Alla Parigi-Roubaix il trionfo di Boonen

Il belga vince la classica più devastante battendo Cancellara e l’italiano Ballan nello sprint a tre nel velodromo. Loro tre erano attesi, loro tre si presentano in quel velodromo che
tante ne ha viste e tanti ne ha crocefissi

Non c'è doping al mondo capace di trasformare la Parigi-Roubaix in una soffice moquette. Ventotto sono i tratti di mulattiera acciottolata, ventotto sono e ventotto restano: nei polsi, nelle articolazioni, sotto al sedere. Non esiste formula chimica che riesca in qualche modo a smussare gli spigoli centenari e carogne della pietra scura: servirebbe un'anestesia totale, ma in narcosi non si arriva al traguardo.

È per questo che da oltre un secolo, nonostante modernismi e tecnologie abbiano profondamente cambiato anche il ciclismo, il rito primaverile della Roubaix resta un appuntamento imperdibile. Che sia fango o che sia polvere, si conferma ogni volta l'happening folle e temerario della prima volta, quando un'idea eccentrica di fine Ottocento la lanciò - forse senza saperlo - come campionato del mondo di masochismo. Prova unica, per uomini veri. E anche un po' strani.

Anno 2008, edizione numero 106: il nuovo campione del mondo di masochismo non è nuovissimo. Dopo aver già vinto nel 2005, il fuoriclasse belga Tom Boonen concede il bis. Senza ma, senza se, senza però. Stavolta più che mai la Roubaix è sincera. Così l'avevano immaginata tutti, così puntualmente si conferma alla resa dei conti: Boonen batte allo sprint, che sta alle sue gambe come le punizioni dal limite stanno ai piedi di Pirlo, i due avversari più pronosticati, cioè lo svizzero di sangue lucano Fabian Cancellara e il veneto di sangue veneto Alessandro Ballan.

Loro tre erano attesi, loro tre si presentano in quel velodromo che tante ne ha viste e tanti ne ha crocefissi, dopo lunga e penosa via crucis. Semplice ed elementare, come in tutti i capolavori, la trama della storia: una volta che il tritacarne dei primi tratti di pietra sgombra la strada da inesperti, debolucci e fragilini, i migliori otto si affrontano in un durissimo finale. A mani nude, senza complimenti e senza giri di parole. Tutti contro tutti, e vediamo chi resta in piedi. A 35 chilometri dal traguardo, giocando di sorpresa in un tratto asfaltato, è proprio Boonen a sferrare il primo pugno. Mazzata pesante, un mezzo ko. Resistono soltanto gli altri due energumeni di questo wrestling a lunga percorrenza: Cancellara, fresco di Sanremo, e il nostro Ballan.

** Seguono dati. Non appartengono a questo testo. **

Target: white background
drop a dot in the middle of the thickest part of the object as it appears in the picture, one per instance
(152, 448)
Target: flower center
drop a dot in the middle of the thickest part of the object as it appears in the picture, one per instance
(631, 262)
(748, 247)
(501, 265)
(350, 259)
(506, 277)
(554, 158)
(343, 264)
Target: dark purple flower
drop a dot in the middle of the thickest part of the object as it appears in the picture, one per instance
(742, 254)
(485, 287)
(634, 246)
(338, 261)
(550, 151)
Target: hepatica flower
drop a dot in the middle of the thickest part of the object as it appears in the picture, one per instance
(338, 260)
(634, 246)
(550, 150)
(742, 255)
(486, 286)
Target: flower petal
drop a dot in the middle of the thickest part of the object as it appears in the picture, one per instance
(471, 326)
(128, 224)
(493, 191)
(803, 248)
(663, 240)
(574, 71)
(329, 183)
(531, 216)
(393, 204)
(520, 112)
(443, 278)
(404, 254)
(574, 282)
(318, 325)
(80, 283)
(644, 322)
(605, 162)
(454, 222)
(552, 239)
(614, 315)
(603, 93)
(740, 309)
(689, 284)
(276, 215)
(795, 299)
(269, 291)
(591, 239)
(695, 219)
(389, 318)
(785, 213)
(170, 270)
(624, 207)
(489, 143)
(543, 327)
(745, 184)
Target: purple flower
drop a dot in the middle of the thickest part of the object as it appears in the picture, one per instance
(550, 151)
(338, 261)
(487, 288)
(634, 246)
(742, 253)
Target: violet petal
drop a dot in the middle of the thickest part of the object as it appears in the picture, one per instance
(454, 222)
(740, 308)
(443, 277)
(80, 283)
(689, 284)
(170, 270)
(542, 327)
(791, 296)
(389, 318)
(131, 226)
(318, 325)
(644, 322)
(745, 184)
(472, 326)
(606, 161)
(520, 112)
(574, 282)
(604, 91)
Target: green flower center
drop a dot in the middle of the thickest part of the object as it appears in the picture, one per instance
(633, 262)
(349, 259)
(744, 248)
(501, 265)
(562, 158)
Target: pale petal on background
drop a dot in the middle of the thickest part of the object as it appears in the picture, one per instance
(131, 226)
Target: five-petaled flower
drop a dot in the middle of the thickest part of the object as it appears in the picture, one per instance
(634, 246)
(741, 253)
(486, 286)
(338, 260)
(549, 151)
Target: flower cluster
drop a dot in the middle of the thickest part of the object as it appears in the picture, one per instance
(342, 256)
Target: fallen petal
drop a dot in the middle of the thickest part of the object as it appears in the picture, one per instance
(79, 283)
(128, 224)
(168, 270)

In attesa dei risultati elettorali, è un piacere assistere alla grande sfida agro-silvo-pastorale. I tre pedalano tremebondi e saltellanti, come scossi da tarantole, dove osano i trattori. Stavolta mangiano e fanno mangiare polvere, perché il tempo decide per il sole. È la bellissima Roubaix di sempre: il verde dei campi, le nuvole artistiche, i cavalli che corrono nei recinti, il mulino a vento che gira le pale, le famiglie fiamminghe in gita pic-nic, le taverne che spillano birra come se piovesse, la folla invadente che costringe sadicamente i ciclisti al centro della mulattiera, dove gli spigoli fanno più male. È la giornata del colore e del dolore, riservata a gente molto romantica e molto robusta. Loro tre, i migliori di tutti, gli uomini della vigilia e anche della conferma, viaggiano a velocità terrificante, lasciando i resti del gruppo a distacchi che sanno d'eternità.

Tutto va come deve andare: loro tre dovevano farsi trovare lì, Tom Boonen doveva vincere la volata. Non si sbaglia di una virgola: quando il trio entra nel velodromo, l'ordine d'arrivo è già scritto. Primo Boonen, secondo Cancellara, terzo Ballan. Se è vero che il ciclismo, in perfetto stile Roubaix, è altamente impietoso, perché uno vince e tutti gli altri sono solo poveri perdenti, stavolta qualcosa va concesso al nostro valoroso veneto d'Italia. Nel finale la tentazione sarebbe di assegnargli il premio Tonto 2008, visto quanto tira nella fuga che lo prevede battutissimo in volata. Ma l'onestà della sua spiegazione vale più di una medaglia: ero così stanco, avevo talmente paura dei crampi, che stavo davanti per tenere un'andatura regolare. Mai farli stupidi, certi campioni: semplicemente, Ballan non voleva farsi umiliare da uno scatto improvviso. Voleva entrare nel Velodromo in parata, con gli altri due, in un tripudio di osanna e battimani. Va capito. Per certa gente strana, quel Velodromo è la Scala del masochismo.